4. Follow-up and next steps:

  • Schedule bi-weekly follow-up appointments to monitor response to treatment, adjust medication as necessary, and evaluate progress in psychotherapy.
  • Collaborate with patient to establish a social goal: Sallie will endeavor to engage in at least one social activity per week to foster social support and reduce feelings of isolation.
  • Sallie has been advised to adhere to her medication regimen and of the risks/side effects
  • of the medications. Sallie will call the office during office hours to report side effects. In case of emergency, please go to your nearest Emergency Room or call 911/988.

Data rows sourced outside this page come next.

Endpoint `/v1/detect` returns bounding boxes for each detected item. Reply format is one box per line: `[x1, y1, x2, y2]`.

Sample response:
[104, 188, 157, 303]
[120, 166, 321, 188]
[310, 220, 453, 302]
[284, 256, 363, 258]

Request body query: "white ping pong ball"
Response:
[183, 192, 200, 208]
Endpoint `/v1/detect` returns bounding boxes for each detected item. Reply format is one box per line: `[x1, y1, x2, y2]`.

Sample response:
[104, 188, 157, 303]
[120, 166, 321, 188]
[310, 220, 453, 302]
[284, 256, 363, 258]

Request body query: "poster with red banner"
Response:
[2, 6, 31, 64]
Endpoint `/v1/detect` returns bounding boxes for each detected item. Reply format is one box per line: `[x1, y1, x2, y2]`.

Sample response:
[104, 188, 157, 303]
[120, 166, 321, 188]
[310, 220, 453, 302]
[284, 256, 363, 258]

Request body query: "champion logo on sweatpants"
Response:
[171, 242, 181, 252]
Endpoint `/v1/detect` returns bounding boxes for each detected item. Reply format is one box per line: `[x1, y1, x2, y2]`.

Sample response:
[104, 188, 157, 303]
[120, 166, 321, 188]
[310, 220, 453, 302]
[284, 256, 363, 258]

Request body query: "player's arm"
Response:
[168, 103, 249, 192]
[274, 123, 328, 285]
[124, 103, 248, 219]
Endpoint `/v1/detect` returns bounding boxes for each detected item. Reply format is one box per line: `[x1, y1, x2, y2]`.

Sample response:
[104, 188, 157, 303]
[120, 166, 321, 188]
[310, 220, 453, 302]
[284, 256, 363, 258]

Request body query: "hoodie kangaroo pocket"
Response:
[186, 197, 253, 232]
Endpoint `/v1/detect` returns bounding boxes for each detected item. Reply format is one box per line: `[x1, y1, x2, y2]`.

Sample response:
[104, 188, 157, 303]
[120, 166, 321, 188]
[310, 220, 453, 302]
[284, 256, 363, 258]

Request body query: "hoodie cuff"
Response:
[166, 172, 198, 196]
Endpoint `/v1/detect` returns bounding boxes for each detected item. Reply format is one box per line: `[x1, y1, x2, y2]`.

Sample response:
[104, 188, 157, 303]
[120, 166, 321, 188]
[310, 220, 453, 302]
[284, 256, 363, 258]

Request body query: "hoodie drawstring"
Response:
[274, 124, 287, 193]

Psychotherapy: 11:18am - 12:00pm   

Behavior(s) addressed: sadness, hopelessness, and intrusive thoughts related to traumatic experiences

Interventions used: supportive therapy and utilized CBT techniques to reframe cognitive distortions 

Response: Fair, minor reduction in sadness and intrusive thoughts

Goal/Plan: Sallie will decrease frequency and intensity of intrusive thoughts and episodes of sadness by utilizing coping strategies, referral to PET therapist for more in-depth work on trauma-related issues. Sallie is progressing well. 


Electronically signed by,

Jane Smith, PMHNP-BC 4/17/2023

______________________________________________________________________________________________ 

Rationale information is not required in your note; it is provided for educational purposes only.    

Rationale and How the CPT Codes Were Selected:

Number and Complexity of Problems Addressed: 2 Chronic illnesses with exacerbation 

Data Reviewed/Analyzed: PHQ-9, GAD-7

Risk: Moderate: Prescription drug management

Rationale: The client displays High number & complexity of problems with two chronic illnesses with exacerbation, Low amount of data reviewed, and Moderate risk for prescription management. A total of 42 minutes of psychotherapy was provided during the session.